Brexit and expats: employment implications resulting from Great Britain’s exit from the European Union
The famous Brexit has caused rivers of ink to flow. We are going to add to this flow with this article on the implications of Great Britain’s exit from the European Union (EU) for the intra-Community movement of workers.
A week has already passed since Euro-skepticism, with 51.9% of the votes, defeated British Europhiles, with 48.1%, who voted in favor of Great Britain remaining in the EU in an unprecedented referendum. However, the referendum is not binding and the United Kingdom has yet to commence its formal withdrawal from the Union in accordance with article 50 of the Treaty of the European Union. In fact, it is still even unknown how this will actually take place and under what conditions.
What we do know today, according to section three of the Treaty, is that EU Treaties will no longer apply to the United Kingdom as of the date the withdrawal agreement comes into force or, in the absence thereof, two years after the notification of the decision to withdraw, “unless the European Council unanimously agrees with the State concerned to extend the term”.
How will this affect the intra-community movement of workers?
The immediate effect will be as drastic as it is simple: the free movement of workers between the United Kingdom and other EU Member States will no longer be applicable. Subsequently, British expats or workers posted to other EU Member States and EU expats in the United Kingdom will have to obtain official permission and a visa to be able to live and work in the EU and the United Kingdom, respectively.

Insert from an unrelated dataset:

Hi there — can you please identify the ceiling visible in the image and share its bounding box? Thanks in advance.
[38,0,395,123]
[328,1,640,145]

Neither will Community regulations on the coordination of Social Security Systems apply to UK and EU expats, which means that British expats posted to EU countries and EU workers posted to the United Kingdom will no longer benefit from the rules on the maintaining of contributions in the country of origin (contributions will be made in the country in which the work is performed), nor on the aggregation of insurance periods in different countries of the EU for the purposes of qualifying for Social Security benefits in EU Member States (British expat contributions in EU countries will not be taken into account in the United Kingdom to qualify for benefits and the amounts contributed by EU nationals in the United Kingdom will not be recognized in the Social Security systems of their respective countries).
However, we cannot predict the result of the negotiations between the United Kingdom and the EU, and therefore the real effects of Brexit: the terms and conditions of the withdrawal agreement between the EU and the United Kingdom remain to be seen. Intermediate and alternative formulas exist that would enable EU expats to continue receiving the benefits of the free movement of workers, such as: (i) the United Kingdom joining the European Free Trade Agreement (to which Norway, Iceland, Liechtenstein and Switzerland have adhered), thus allowing it to be part of the European Economic Area; or (ii) the signing of bilateral agreements between the United Kingdom and the EU jointly, or with willing Member States individually.
In short, Will Brexit prevail or will Bregret take place (reconsideration by the British)? If Brexit does take place, will there be agreements between the United Kingdom and the EU or with individual Member States to maintain the benefits of free movement of workers? Only time will tell.